A proibição de redes sociais ocidentais beneficiou o Telegram, uma plataforma que viu dobrar seu número de usuários na Rússia em um ano, aponta o estudo:

“É o método que a mídia independente mais usa para driblar a censura, mas também foi invadido pelas redes de propaganda de Putin, com alguns canais chegando a rastrear movimentos de jornalistas estrangeiros tidos como espiões”.

Ucrânia, liberdade de imprensa 

Em comparação aos demais países analisados no Global Press Freedom Index, a Ucrânia melhorou sua posição em quase todos os quesitos, apresentando queda apenas nos indicadores de segurança, devido aos ataques e mortes de profissionais de imprensa no território.

O país amargou o penúltimo lugar em segurança, perdendo apenas para Mianmar.

Ucrânia invadida pela Rússia foi classificada em 79º em liberdade de imprensa pela Repórteres Sem Fronteiras, melhorando sua posição em relação ao ano anterior

Antes da guerra, segundo a RSF, repórteres já eram objeto de violência física, principalmente durante os protestos. Ataques cibernéticos, quebra de sigilo de fontes e restrição de acesso à informação também eram motivos de preocupação.

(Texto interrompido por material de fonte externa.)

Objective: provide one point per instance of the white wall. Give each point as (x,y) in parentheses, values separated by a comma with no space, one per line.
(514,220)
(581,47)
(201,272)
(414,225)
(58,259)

Mas depois da guerra a situação se agravou, aponta o relatório:

“Os jornalistas estão em maior perigo físico do que nunca desde a invasão russa. 

Eles são frequentemente feitos de alvo pelas forças militares, apesar de exibirem a identificação profissional. Com isso, o número de repórteres mortos ou feridos aumenta continuamente.”

A análise refere-se também às mudanças no trabalho dos jornalistas, praticamente todos transformados em repórteres de guerra

Mas a mídia ucraniana continua a cobrir questões sociais e a desempenhar um papel essencial na denúncia da corrupção da elite do país, diz a organização.

Outro impacto destacado é a perda de anunciantes e de assinantes devido ao caos econômico, levando veículos de imprensa a fechar ou reduzir as atividades. 

A influência russa é outro desafio. Na Ucrânia, segundo a RSF, “o aparato de propaganda do Kremlin é implantado em grande velocidade sempre que as forças russas conquistam novos territórios – os canais de TV são bloqueados, a mídia ucraniana é substituída e os jornalistas locais são caçados”.

Embora a RSF tenha feito críticas recentes à nova lei de mídia e ao bloqueio do acesso dos jornalistas às zonas de guerra, o estudo relativiza esses dois aspectos, considerando as pressões “na maioria das vezes proporcionais à situação”. 

Rússia e Ucrânia também oscilaram em soft power 

A queda da Rússia e a melhora da Ucrânia no ranking de liberdade de imprensa da Repórteres Sem Fronteiras está alinhada aos números de outro levantamento realizado neste ano: o Global Soft Power Index, que mede a influência dos países sobre os demais, sem o uso da força militar ou econômica.

Nesse estudo, o país de Putin foi o único entre os 121 analisados a recuar em soft power, saindo do top 10 e passando para o 13º lugar.

Já a Ucrânia subiu 14 posições e figura em 37º na lista. Foi o maior salto de um país em todo o índice.